- Artist: Francis Bacon
- Year: 1945
- Type: Oil on canvas
- Dimensions: 144.8 cm × 128.3 cm (57.0 in × 50.5 in)
- Location: Tate Modern; London;

= Figure in a Landscape =

1945 painting by Francis Bacon

Figure in a Landscape is an oil on canvas painting by the British artist Francis Bacon, from 1945. It is held at the Tate Modern, in London.

==History and description==
It was based on a photograph of his then lover, Eric Hall, dozing on a seat in Hyde Park, also the basis of another 1945 painting of the same name, which was bought by Diana Watson and later in 1950 by the Tate Gallery.

As is typical in Bacon's figures, the human form depicted here is incomplete and unusual: the figure's legs seem to disappear into thin air, while the head and torso are not even hinted at, leaving the impression that the man's jacket is empty. Only the figure's hands remain, a bluish hue, resting on the bench, the only sign of a real human being.
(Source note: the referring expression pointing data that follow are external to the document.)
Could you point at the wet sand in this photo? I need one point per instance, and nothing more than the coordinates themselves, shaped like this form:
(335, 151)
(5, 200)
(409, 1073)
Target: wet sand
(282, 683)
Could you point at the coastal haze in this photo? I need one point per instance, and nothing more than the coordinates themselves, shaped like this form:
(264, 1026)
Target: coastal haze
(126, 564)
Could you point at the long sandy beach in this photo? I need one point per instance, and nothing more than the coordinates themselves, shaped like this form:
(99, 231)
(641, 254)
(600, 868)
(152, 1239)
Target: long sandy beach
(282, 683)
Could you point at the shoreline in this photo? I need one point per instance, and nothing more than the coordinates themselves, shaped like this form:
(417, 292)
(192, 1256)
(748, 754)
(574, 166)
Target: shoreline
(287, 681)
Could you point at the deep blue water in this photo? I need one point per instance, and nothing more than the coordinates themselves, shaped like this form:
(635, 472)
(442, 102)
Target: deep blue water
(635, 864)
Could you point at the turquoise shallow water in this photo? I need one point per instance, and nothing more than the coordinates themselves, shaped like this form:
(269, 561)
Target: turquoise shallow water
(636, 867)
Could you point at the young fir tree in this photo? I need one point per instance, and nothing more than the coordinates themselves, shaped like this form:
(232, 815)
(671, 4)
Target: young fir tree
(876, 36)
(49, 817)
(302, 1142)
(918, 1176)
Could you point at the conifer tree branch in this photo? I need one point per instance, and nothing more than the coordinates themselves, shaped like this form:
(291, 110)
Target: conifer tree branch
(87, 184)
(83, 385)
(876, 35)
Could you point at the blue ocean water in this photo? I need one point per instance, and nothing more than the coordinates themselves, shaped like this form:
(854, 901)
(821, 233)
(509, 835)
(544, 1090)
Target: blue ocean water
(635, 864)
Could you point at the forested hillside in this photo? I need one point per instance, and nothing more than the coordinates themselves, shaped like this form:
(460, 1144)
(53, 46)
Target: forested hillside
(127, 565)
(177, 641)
The vegetation behind Hall is painted a gloomy gray, contrasting with a patch of bright blue sky above. A mouth can be discerned speaking to a microphone, which can be perceived as a comentary on the political situation at the time. Tate Modern website states: "The pastoral setting is therefore contrasted with the intimations of organised political violence, making this an early example of Bacon’s combination of aggression and everyday mundane reality."